Head coach Joe Curry was honoured at the 2017 Ontario Minor Hockey Association AGM this year when a player from his Norwood Hornets novice team wrote a grand prize winning essay. The topic: “My hockey coach teaches me…”
Sheldon Bolton wrote, “My hockey coaches teaches me teamwork. This means we work together and support each other. If someone is having a bad day, we pat them on the back or give them a high five… I learned from my coach that teamwork and support happens on and off the ice. Our teammates are our friends and family and we need to be there for them off the ice too.”
Curry grew up in Havelock, Ontario and played hockey through university on the Buffalo State College varsity team. Now he’s a financial advisor and a new father, but that’s all the more reason he wants to stay involved in the game he credits shaping him into the person he is today.
In this instalment of FROM BEHIND THE BENCH, Coach Joe Curry explains why it’s important to invest in minor hockey and how the skills learned when players are young help them on and off the ice.
“Getting involved and helping younger kids is just my way of giving back to the game that’s done a lot for me. I wanted to specifically work with younger kids to help them out because I think it’s important they get proper development from the time they’re young so they can enjoy the game more as they get older.
Quite often in smaller centres there’s no one who can take a coaching job with a hockey background. And what happens is sometimes there will be a parent who’s never played hockey or didn’t play a lot, and they’re great to volunteer to take on the team but it’s a learning experience as much for them as it is for the kids. So I just felt that with my background, I had something to give.
Skills on and off the ice
For me working with younger kids, it’s really about teaching them the individual skills; making sure they develop the basics so that as they move forward they won’t get really behind. By doing that all year, we saw a huge change from the start of the year to the end. And they were having a lot more fun as they started doing better.
At the end of the day, the whole point of the game is to make sure the kids are enjoying it. And they’re going to enjoy it more if they’re better at the game. It’s just more fun if they can do more things.
[The essay] focused on how we relate what we’re doing on the ice to how that’s going to help in real life. How helping your teammates—being there to support each other—is not just at the rink, it’s in real life. Your family and friends, you’re there to help them and support them any way you can. We talk about why it’s important to work hard on the ice and how that relates to working hard in school and whatever else you do away from the rink.
Paying it forward
I’ve had a lot of coaches over the years. My first coach was actually my dad and that was neat to have him and it made it fun. I have no aspirations to be a professional coach but it’s important to me that I’m involved in the game, there are so many good things that come from [it].

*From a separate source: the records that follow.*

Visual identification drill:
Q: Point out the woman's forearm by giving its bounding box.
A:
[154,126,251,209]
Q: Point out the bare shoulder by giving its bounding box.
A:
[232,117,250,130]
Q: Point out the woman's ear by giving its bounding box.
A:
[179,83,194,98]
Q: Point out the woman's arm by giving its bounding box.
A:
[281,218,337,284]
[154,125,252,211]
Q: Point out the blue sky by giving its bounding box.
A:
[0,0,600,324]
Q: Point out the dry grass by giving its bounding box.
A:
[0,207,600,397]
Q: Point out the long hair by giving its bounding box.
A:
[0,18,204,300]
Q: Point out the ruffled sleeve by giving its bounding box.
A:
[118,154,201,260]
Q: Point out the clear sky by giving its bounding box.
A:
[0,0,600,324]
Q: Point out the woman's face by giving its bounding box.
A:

Coaching is inspirational to me. At the AGM for example, there are so many volunteers who are all selflessly giving back to the sport so kids have a place to play hockey and participate in the same way we did as kids. If there weren’t volunteers, it just wouldn’t happen. Not just the coaches, the board and everyone else who makes it happen.”
Curry’s efforts have paid off. As player Sheldon Bolton wrote: “The things I have learned from my coach are not hockey lessons, they are life lessons.”